The other 24,000 fish are taken to the nearby site of an old logging camp. Madill drives off the landing ramp onto the beach and proceeds five kilometres up the logging road to Phillips Lake.

And now it gets tricky. The road into the lake is more suited to a passenger-sized 4x4, not an 18-wheeler. This is where experience counts as Madill expertly manoeuvres the flatbed over the twisting and narrow dirt road to the magnificent, mountain-ringed lakeside.

Gale and Schmitt are clearly relieved their valuable cargo has safely arrived. A large flexible hose is attached to the tank and the other end is deposited into the lake netpens where thousands and thousands of small, dark-coloured chinook smolts come spilling out into the fresh, cold water.

“They’re beautiful fish!” says DFO officer Barry Peters of Campbell River, who’s been supporting the project.

Better still, there are very few floaters – dead fish – and the salmon seem to be enjoying their new home. After a few minutes, they begin jumping and snapping up the huge mosquitoes.

“That’s a very good sign,” says Todd Scharff, a volunteer with the Gillard Pass association, who’s staying in the nearby cabin for a week to monitor and feed the smolts, as well as to keep them protected from a marauding river otter.

And now the waiting game begins.
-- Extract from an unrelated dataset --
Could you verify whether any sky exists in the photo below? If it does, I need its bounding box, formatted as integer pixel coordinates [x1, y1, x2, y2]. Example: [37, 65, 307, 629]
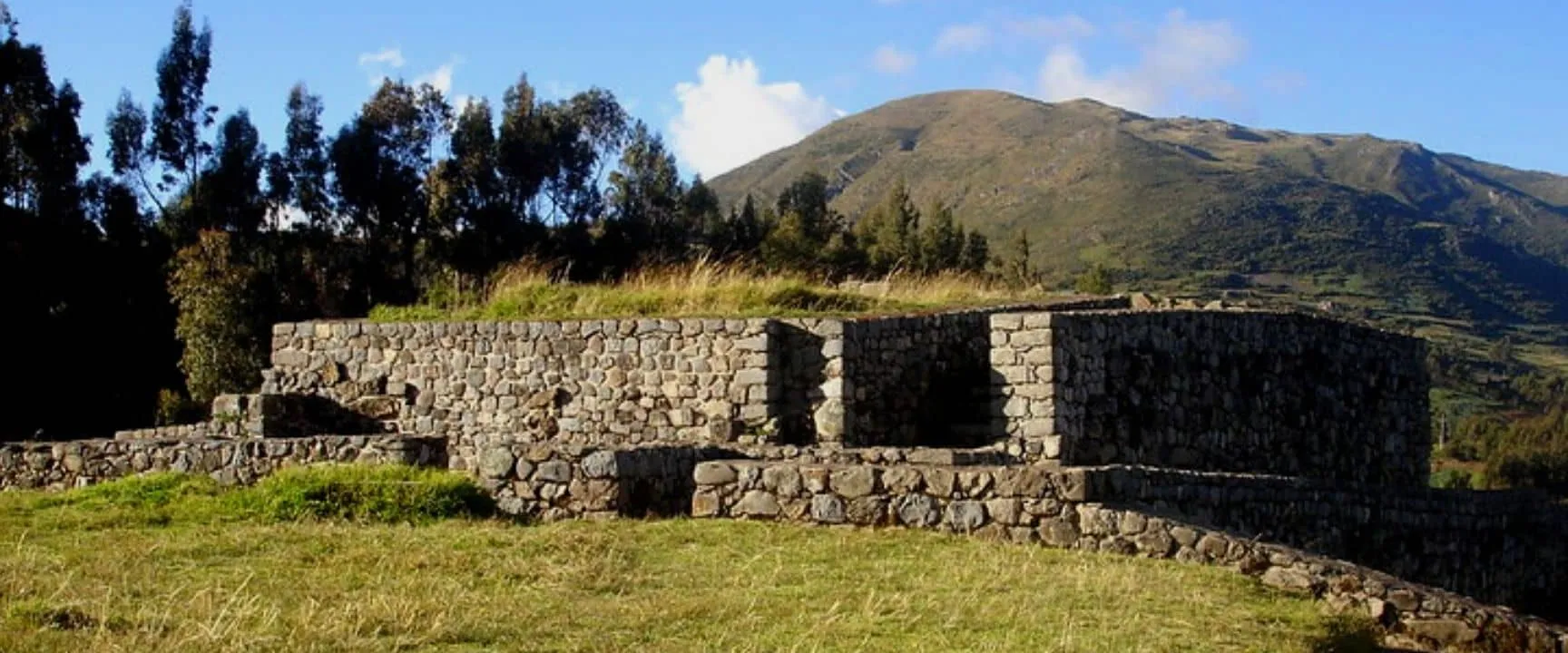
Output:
[9, 0, 1568, 177]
It will be five years before these chinook return to the Phillips River, one of a handful of coastal rivers that support all five species of Pacific salmon.

For the next four years, more salmon smolts will be released the same way. The goal of the trial is to create a self-sustaining run of Phillips chinook which will benefit the entire ecosystem as well as the guests who visit the nearby sports fishing lodges.

These lodges have also provided financial support to the project and fish farming companies – Mainstream Canada, Marine Harvest Canada, Creative Salmon and Grieg Seafood – have also supported the salmon rearing efforts at Omega.

With the smolts swimming and jumping in the water, Schmitt breaks out the sparkling apple juice and pours cups for all who raise a toast to this monumental effort.

The day is a success, but true success will only be known five years from now. That makes Schmitt nervous and she wonders if she’s done enough.

“Are we releasing enough fish? That makes my worry – is it enough?” she asks as the sun begins to dip below the mountain peak.